It is working silently in the background, but it makes essential contributions to our everyday life. Almost everytime you send or receive emails or read web pages, free software is involved.
When you read “free software” you might think of giveaway software whose quality you do not question because you could download it for free.
That's not what we are talking about here.
Free software is no “free beer” but it gives you the freedom
- to run the program, for any purpose,
- to study how the program works, and adapt it to your needs,
- to redistribute copies,
- and to improve the program, and release your improvements to the public.
In particular, as a user of free software you get access to its source code which is a precondition for studying, adapting, and improving the software. For this reason, many people refer to free software as Open Source software.
Objective: Public Welfare
Free software is not a matter of price, but of attitude. The programmer grants extensive rights to the user. In contrast to proprietary software where the license strictly forbids to distribute copies, free software explicitly allows you to help your neighbour by giving him a copy of the software. It is explicitly allowed to let the public benefit from your improvements to the software.
When you had to use a computer in the past, you could either spend all your money on software licenses, or get illegal copies of the many, many little tools you need to get your work done.
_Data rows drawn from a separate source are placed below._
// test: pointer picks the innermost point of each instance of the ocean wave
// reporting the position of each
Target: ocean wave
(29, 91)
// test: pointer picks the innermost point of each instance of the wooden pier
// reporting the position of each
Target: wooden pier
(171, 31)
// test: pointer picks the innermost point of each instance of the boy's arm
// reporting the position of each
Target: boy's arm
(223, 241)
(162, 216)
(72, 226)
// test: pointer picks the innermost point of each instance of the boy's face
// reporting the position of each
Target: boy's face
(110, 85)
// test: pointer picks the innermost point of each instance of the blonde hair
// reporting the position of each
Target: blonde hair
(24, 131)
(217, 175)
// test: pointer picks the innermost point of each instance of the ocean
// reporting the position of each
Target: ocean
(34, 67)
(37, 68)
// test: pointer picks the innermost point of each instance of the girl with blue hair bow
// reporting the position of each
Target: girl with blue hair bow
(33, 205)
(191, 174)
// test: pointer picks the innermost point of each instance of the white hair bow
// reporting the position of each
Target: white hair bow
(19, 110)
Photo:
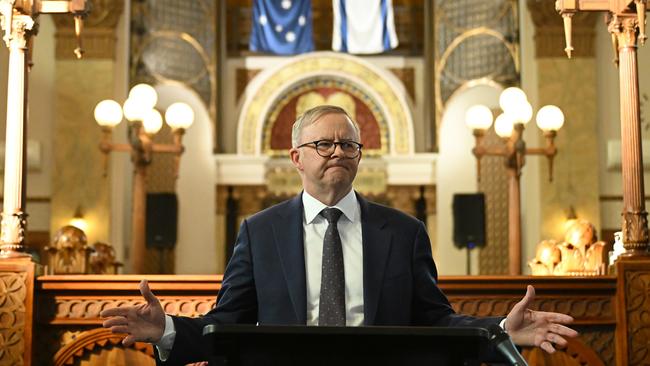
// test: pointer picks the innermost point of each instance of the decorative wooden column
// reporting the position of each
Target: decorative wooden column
(626, 23)
(624, 32)
(17, 29)
(571, 85)
(17, 311)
Nowadays you can get a complete operating system including office and Internet software as free software. This goal of the GNU Project was reached in 1991 with the release of the GNU/Linux operating system. This was the end of the de-facto necessity to act against the law and against the declared intention of the author of the software, just to make use of a computer.
For many programmers, this ethical component is a good reason to contribute to the development of free software.
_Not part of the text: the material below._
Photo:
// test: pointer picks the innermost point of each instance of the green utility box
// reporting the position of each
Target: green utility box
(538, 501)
Moreover there are many technical reasons for a programmer to attend to free software.
Many programmers have accustomed themselves to some annoyances of their job. But these annoyances are no laws of nature. They are consequences of the concealment of the source code.
- Proprietary operating system. The knowledge of the programmer about the function of his software ends at the interface to the operating system. If there are any bugs or deficiencies in the operating system, they are out of his range. By trying to work around them, he produces very complex and error-prone software.
- Proprietary tools and libraries. Adapting the tools and libraries to a new hardware and/or software environment—for instance to a different operating system—can only be done by their maker. In many cases there is no way to overcome this obstacle.
- Abandoned products: When a proprietary software product—for instance a text processor, a compiler, or a complete operating system—is abandoned by its manufacturer, it dies inevitably. Noone else can continue to support the product without the source code. In such a case, all know-how you collected about this piece of software gets lost. This includes the texts you wrote using the abandoned text processor, and the programs you wrote using the abandoned compiler or for the abandoned operating system.
Every day, this unnecessary work causes a huge economic damage. Free software helps to avoid it.